La dinámica entre los comensales empieza a tomar forma poco a poco. Es un desfile de personalidades odiosas: los cryptobros, que solo están ahí porque alguien les dijo que este era “el sitio más cool del momento”; la crítica gastronómica, que se cree una especie de sumo sacerdote del buen gusto; el actor venido a menos, que está ahí para intentar recuperar algo de su ego destrozado. Cada uno de ellos tiene un motivo para estar ahí, y todos, sin excepción, son patéticos.

Y luego está el chef, el gran Ralph Fiennes, que interpreta a Julian Slowik, un personaje que consigue ser magnético y aterrador a partes iguales. Este hombre no cocina, este hombre predica. Cada plato que presenta es una declaración de intenciones, y la manera en que lo hace es casi religiosa. Pero ojo, porque aquí no estamos hablando de comida, estamos hablando de un espectáculo, de un ritual.

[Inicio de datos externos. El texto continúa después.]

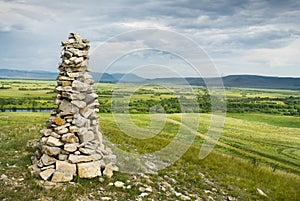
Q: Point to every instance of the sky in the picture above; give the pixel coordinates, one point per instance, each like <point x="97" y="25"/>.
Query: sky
<point x="156" y="38"/>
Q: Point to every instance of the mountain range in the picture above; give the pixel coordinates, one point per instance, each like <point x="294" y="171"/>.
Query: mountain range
<point x="241" y="81"/>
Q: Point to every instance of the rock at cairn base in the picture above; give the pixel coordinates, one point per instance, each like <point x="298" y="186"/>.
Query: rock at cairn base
<point x="71" y="145"/>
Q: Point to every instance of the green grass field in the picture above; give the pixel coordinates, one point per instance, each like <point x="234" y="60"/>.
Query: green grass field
<point x="241" y="162"/>
<point x="255" y="150"/>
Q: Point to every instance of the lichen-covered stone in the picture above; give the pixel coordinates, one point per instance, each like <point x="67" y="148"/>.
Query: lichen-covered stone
<point x="71" y="142"/>
<point x="89" y="170"/>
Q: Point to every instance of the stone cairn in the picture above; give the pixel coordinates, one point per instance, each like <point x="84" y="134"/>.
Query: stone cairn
<point x="71" y="145"/>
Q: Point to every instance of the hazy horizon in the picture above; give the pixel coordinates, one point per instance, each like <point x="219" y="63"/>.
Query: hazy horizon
<point x="239" y="37"/>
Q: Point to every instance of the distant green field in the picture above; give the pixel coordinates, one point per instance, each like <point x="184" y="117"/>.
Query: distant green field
<point x="35" y="95"/>
<point x="249" y="155"/>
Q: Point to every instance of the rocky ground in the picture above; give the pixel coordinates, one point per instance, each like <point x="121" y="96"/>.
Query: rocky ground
<point x="130" y="187"/>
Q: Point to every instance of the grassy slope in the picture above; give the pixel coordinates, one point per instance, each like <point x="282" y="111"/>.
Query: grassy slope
<point x="229" y="173"/>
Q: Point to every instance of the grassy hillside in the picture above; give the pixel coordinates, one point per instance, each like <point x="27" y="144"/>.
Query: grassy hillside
<point x="241" y="162"/>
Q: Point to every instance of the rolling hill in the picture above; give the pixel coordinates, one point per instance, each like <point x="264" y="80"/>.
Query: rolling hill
<point x="241" y="81"/>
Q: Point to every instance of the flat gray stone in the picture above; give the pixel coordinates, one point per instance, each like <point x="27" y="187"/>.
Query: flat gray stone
<point x="66" y="166"/>
<point x="71" y="147"/>
<point x="82" y="158"/>
<point x="89" y="170"/>
<point x="54" y="142"/>
<point x="47" y="160"/>
<point x="51" y="151"/>
<point x="62" y="176"/>
<point x="46" y="174"/>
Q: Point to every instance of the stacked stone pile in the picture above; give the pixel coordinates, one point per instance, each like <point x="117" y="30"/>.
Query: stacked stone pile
<point x="71" y="145"/>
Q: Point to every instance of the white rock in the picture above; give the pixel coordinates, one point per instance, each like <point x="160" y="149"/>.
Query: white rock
<point x="69" y="138"/>
<point x="51" y="151"/>
<point x="47" y="160"/>
<point x="119" y="184"/>
<point x="71" y="147"/>
<point x="62" y="176"/>
<point x="81" y="158"/>
<point x="46" y="132"/>
<point x="54" y="141"/>
<point x="65" y="166"/>
<point x="78" y="103"/>
<point x="45" y="175"/>
<point x="109" y="169"/>
<point x="85" y="135"/>
<point x="143" y="194"/>
<point x="89" y="170"/>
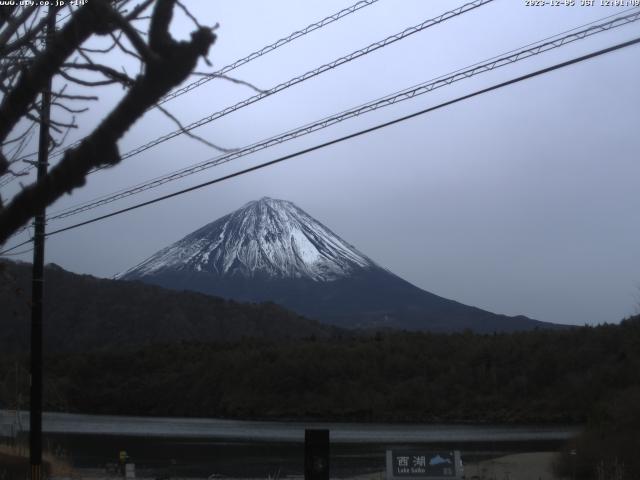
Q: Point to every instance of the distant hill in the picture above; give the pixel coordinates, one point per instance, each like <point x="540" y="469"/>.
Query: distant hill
<point x="272" y="250"/>
<point x="87" y="313"/>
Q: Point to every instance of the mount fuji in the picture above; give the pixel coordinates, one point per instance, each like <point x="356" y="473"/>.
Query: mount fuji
<point x="271" y="250"/>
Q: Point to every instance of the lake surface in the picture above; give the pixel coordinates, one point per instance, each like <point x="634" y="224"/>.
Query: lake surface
<point x="200" y="447"/>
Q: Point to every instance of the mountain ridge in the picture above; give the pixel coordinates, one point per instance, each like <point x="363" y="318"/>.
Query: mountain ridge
<point x="271" y="250"/>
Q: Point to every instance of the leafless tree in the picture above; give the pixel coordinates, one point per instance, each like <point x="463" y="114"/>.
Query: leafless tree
<point x="28" y="62"/>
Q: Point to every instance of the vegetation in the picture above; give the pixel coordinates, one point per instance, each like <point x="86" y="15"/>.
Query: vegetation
<point x="539" y="376"/>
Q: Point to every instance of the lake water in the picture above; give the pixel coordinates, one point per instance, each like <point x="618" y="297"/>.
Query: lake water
<point x="200" y="447"/>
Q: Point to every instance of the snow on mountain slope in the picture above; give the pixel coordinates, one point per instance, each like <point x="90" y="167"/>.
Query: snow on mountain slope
<point x="267" y="237"/>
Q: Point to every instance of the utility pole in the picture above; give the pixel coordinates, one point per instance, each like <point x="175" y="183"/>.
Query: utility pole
<point x="37" y="283"/>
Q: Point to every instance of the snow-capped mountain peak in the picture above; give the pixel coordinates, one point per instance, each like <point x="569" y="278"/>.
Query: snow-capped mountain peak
<point x="267" y="237"/>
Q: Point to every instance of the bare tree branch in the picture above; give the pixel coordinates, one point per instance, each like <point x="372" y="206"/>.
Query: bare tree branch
<point x="171" y="63"/>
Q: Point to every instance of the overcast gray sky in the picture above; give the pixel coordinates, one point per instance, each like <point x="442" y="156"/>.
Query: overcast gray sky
<point x="522" y="201"/>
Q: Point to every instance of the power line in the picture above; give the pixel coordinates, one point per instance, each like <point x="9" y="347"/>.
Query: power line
<point x="5" y="252"/>
<point x="298" y="79"/>
<point x="232" y="66"/>
<point x="356" y="134"/>
<point x="406" y="94"/>
<point x="267" y="49"/>
<point x="310" y="74"/>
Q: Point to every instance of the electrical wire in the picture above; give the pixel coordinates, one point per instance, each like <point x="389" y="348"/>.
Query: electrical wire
<point x="356" y="134"/>
<point x="402" y="95"/>
<point x="232" y="66"/>
<point x="310" y="74"/>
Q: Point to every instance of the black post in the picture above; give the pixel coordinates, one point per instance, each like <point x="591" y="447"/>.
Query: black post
<point x="37" y="288"/>
<point x="316" y="454"/>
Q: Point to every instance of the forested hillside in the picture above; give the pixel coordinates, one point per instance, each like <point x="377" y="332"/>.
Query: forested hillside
<point x="539" y="376"/>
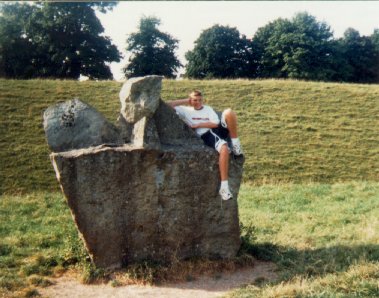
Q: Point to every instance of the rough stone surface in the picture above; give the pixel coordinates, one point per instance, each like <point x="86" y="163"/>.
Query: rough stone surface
<point x="139" y="97"/>
<point x="74" y="124"/>
<point x="154" y="197"/>
<point x="132" y="204"/>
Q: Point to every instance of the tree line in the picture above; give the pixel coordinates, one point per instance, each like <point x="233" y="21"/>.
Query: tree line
<point x="66" y="40"/>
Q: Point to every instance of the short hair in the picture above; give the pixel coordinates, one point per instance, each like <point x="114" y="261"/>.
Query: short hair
<point x="195" y="93"/>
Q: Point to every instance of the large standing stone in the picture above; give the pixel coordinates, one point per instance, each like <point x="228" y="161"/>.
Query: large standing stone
<point x="132" y="204"/>
<point x="155" y="197"/>
<point x="139" y="97"/>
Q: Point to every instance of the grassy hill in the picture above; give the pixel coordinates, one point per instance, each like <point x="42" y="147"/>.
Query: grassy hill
<point x="290" y="130"/>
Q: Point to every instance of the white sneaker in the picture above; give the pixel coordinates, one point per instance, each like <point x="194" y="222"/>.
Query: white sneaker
<point x="237" y="149"/>
<point x="225" y="193"/>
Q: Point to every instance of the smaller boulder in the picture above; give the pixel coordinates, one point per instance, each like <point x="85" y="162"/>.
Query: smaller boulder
<point x="75" y="125"/>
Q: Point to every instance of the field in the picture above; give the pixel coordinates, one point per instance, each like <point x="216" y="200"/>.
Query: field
<point x="309" y="202"/>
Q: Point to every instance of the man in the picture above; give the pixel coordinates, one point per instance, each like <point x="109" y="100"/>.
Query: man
<point x="214" y="132"/>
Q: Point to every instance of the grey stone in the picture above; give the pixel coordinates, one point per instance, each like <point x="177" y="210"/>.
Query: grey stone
<point x="74" y="124"/>
<point x="133" y="204"/>
<point x="139" y="97"/>
<point x="153" y="197"/>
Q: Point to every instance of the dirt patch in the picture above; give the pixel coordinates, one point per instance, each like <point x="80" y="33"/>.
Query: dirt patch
<point x="205" y="286"/>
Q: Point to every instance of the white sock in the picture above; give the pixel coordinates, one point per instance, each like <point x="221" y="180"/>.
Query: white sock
<point x="235" y="141"/>
<point x="225" y="184"/>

Y es precisamente este ritual lo que empieza a desvelar las verdaderas intenciones de la película. Cada plato no es solo comida, es una crítica. Una sátira afilada contra la obsesión por el lujo, el consumismo desmedido y la desconexión de los ricos con la realidad. Hay un momento brillante en el que el chef presenta un plato llamado “el pan sin pan”. Literalmente, te sirven los acompañamientos del pan, pero no el pan. Es una burla tan descarada que incluso a los personajes les cuesta tragársela (y nunca mejor dicho).

La película no solo te hace reflexionar, sino que también te atrapa con su atmósfera opresiva. Cada minuto que pasa, la tensión aumenta. Sabes que algo va a ir mal, pero no sabes exactamente cómo ni cuándo. Es como una olla a presión que está a punto de explotar.

Y cuando explota, madre mía, qué espectáculo. Pero no quiero destriparos demasiado, porque esta es una de esas películas que merece la pena disfrutar sin demasiados spoilers. Lo que sí os diré es que el final es una obra maestra en sí mismo. Os dejo que veáis la película.